Пришел Бунчук, молча глядел на Печерского.
- Нравится у Каралупа на комбайне? - спросил председатель и подумал, что сейчас парень вспомнит о грузовике.
- Нравится, - ответил Бунчук. - Раньше не думал, что будет нравиться.
- Ну, мало ли что раньше, - улыбнулся Печерский. - Ты вспомни, как мы раньше жили? А сейчас?
- Раньше я не здесь жил, - напомнил Бунчук.
- Я сказал "раньше", потому что... ты вспомни, как все мы жили после войны?.. Вот дом правления. Мы его недавно построили. А раньше меня попрекали: почему в кулацкой хате ютитесь?! Но я галстук недавно стал носить, сперва рубаху справил, а потом галстук купил... Ты знаешь, зачем я тебя позвал? Хотим тебя послать в Новый Буг учиться на комбайнера.

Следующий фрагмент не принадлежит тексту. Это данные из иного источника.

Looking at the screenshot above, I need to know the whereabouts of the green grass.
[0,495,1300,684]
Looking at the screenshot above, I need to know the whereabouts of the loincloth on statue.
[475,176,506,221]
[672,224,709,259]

Бунчук кивнул, никак не выдав своих чувств. Печерский пристально поглядел на него:
- Будешь учиться?
- Буду.
- Хорошо, пошли со мной...
Бунчук был обрадован и не понимал, куда его зовет председатель. Но Печерский в "Большевике" был давно, он принял слабое хозяйство, где людей недоставало и откуда уходили безостановочно, а нынче он же хотел показать молодому кое-что из своего крепкого хозяйства, где доход приближался к двум миллионам. Они вышли на крыльцо, - через дорогу от правления стоял клуб, слева - школа, за школой - детский комбинат. По правую сторону шли магазины и новые дома. В глубине села за серебристыми тополями проглядывали здесь и там красные черепичные крыши. Заходящее солнце выкрасило белые кирпичные стены.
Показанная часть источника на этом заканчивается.